On the accuracy of winrates

moha · Post by **moha** » Sun Aug 19, 2018 6:44 am

On second thought there is at least one particular problem with bot winrates, if used for anything else outside the bot's search. Because of the way pure MCTS works (averaging), winrates can only change slowly (the later in the search the slower potential changes are).

In peaceful positions this should be ok, just refining raw NN evaluations. But suppose there are two candidates A and B, with estimates 70% and 65% after few thousands visits. Then suddenly a tesuji/refutation move is found below A (actually B is only move). Now with further search A winrate starts to decrease (as losing lines start to average into it) but will only move towards 30% (its correct value) slowly. (Depending on remaining analysis limit the bot may even still play A knowing its refutation, and even after it fell below B in value, if further visits are not enough to also overcome its visit disadvantage.)

So the returned value MAY be in the middle of a slow but significant change, lagging behind current knowledge (thus quite random), but there is no obvious indication of this. Maybe UIs could display small red/green down/up arrows (like stock prices) beside moves under such reconsideration. It could also be possible to compare estimate distribution to visit distribution, and guess the stability of current eval from this.

Waylon · Post by **Waylon** » Mon Aug 20, 2018 4:47 am

moha wrote:On second thought there is at least one particular problem with bot winrates, if used for anything else outside the bot's search. Because of the way pure MCTS works (averaging), winrates can only change slowly (the later in the search the slower potential changes are).

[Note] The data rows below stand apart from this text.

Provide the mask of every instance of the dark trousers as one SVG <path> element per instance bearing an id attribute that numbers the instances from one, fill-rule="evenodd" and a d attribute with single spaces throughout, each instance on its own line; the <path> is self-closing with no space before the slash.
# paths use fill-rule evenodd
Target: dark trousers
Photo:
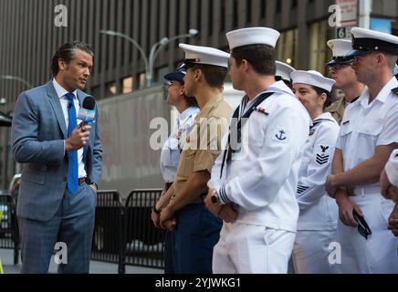
<path id="1" fill-rule="evenodd" d="M 204 203 L 189 204 L 176 213 L 175 272 L 211 274 L 213 248 L 223 224 Z"/>
<path id="2" fill-rule="evenodd" d="M 57 242 L 63 243 L 67 252 L 58 273 L 89 273 L 96 200 L 95 192 L 84 183 L 76 194 L 66 191 L 59 209 L 50 220 L 18 217 L 21 273 L 47 273 Z"/>
<path id="3" fill-rule="evenodd" d="M 175 274 L 175 234 L 164 232 L 164 274 Z"/>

In peaceful positions this should be ok, just refining raw NN evaluations. But suppose there are two candidates A and B, with estimates 70% and 65% after few thousands visits. Then suddenly a tesuji/refutation move is found below A (actually B is only move). Now with further search A winrate starts to decrease (as losing lines start to average into it) but will only move towards 30% (its correct value) slowly. (Depending on remaining analysis limit the bot may even still play A knowing its refutation, and even after it fell below B in value, if further visits are not enough to also overcome its visit disadvantage.)

So the returned value MAY be in the middle of a slow but significant change, lagging behind current knowledge (thus quite random), but there is no obvious indication of this. Maybe UIs could display small red/green down/up arrows (like stock prices) beside moves under such reconsideration. It could also be possible to compare estimate distribution to visit distribution, and guess the stability of current eval from this.

Building the search tree and selecting the move to play are two different tasks that could be treated differently.

MCTS seems to work fine for guiding the search. But to avoid the problem of insensitivity to sudden changes at the leaf nodes, one could use a version of the alpha-beta algorithm to select the move to play in the root position.

Of course one must be careful not to go to the other extreme: Propagating the values from the leaf nodes back to the root with alpha-beta could make the move selection to sensitiv to a single wrong evaluation. A possible solution could consider only "reliable" leaf nodes, i.e. such nodes with at least a certain number of evaluated child nodes below them.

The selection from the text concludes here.